Author Response: Thank you for your feedback. We have carefully considered your suggestion regarding Table 4 in our paper. After reviewing the content, we agree that the table may be redundant and not necessary for the paper. Therefore, we have removed it from the manuscript.
- Numbering for figures used on Page#09, must be check as there is no Figure 2.
Author Response: The figure numbering of the manuscript is rechecked and we have corrected any errors.
- Also, Figure 1 is not clear to understand the functionality of different features.
Author Response: Thank you for this suggestion. Figure 1 depicts the various DL and ML approaches for identifying phishing. There are four types of detection methods: list-based, heuristic-based, machine learning-based, and deep learning-based detection. Figure 1 easy to understand in its current form.
-In Line: 396, Figure 3: resolution is very poor.
Author Response: Thank you for pointing this out. we have revised the figure 3 in the revised manuscript.
-Section 5 & Section 6 can be merged as "Result & Analysis".
Author Response: Thank you for this suggestion. We have revised the particular sections to clearly demonstrate the results and discussion section of our manuscript.

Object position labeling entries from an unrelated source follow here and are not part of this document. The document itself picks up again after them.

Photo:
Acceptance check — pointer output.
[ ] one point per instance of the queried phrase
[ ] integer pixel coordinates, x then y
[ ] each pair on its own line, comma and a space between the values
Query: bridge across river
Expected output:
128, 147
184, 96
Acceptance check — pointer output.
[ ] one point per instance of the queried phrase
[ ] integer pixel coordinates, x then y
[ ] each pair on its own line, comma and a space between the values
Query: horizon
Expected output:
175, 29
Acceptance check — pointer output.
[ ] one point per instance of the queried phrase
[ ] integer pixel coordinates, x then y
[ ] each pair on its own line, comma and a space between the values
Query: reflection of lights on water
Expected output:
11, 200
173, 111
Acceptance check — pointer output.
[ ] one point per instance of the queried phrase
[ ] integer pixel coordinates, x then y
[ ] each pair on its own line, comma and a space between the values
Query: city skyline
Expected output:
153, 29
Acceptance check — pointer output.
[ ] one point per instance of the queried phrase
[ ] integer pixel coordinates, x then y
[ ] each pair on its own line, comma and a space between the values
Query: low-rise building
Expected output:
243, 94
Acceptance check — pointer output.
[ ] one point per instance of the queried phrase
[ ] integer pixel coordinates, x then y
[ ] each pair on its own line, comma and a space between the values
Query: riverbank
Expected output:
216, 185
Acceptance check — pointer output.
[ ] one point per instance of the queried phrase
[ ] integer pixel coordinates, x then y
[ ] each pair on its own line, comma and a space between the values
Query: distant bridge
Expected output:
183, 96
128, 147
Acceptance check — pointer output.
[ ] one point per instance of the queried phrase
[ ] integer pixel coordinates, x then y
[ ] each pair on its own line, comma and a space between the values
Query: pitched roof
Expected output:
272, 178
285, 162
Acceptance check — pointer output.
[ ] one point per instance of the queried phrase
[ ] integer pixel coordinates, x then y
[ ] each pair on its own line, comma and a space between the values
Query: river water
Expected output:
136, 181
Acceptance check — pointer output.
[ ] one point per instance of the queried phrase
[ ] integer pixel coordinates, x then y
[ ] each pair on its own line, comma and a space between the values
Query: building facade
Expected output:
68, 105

It is better to take separate the results and discussion section to clearly present our findings and provide a more organized structure to the paper. We hope that these changes will improve the readability and clarity of our manuscript.
- In Conclusion, the result demonstrates for classification of phishing attacks by 1D-CNN algorithm having an accuracy of up to 98.77 percent.
Author Response: Thank you for positive comments on our manuscript.
- Cite below article to improve the readability of your paper:
(a) A Machine Learning Framework for Security and Privacy Issues in Building Trust for Social Networking", Robin Singh Bhadoria, Naman Bhoj, "Manoj Kumar Srivastav, Rahul Kumar, Balasubramanian Raman, Cluster Computing (Springer), Oct 2022. DoI: https://doi.org/10.1007/s10586-022-03787-w
Author Response: Thank you for this suggestion. As suggested by the reviewer, we have added the respective reference in the manuscript.
Author Response File: Author Response.pdf
Round 2
Reviewer 3 Report
I have reviewed the revised version of the manuscript "A Deep Learning-Based Innovative Technique for Phishing Detection in Modern Security with URLs", under the revised title "A Deep Learning-Based Innovative Technique for Phishing Detection in Modern Security with Uniform Resource Locators", Manuscript ID: sensors-2294437 that has been submitted for publication in the MDPI Sensors Journal and I can state that the manuscript has been improved in contrast to the previous submission.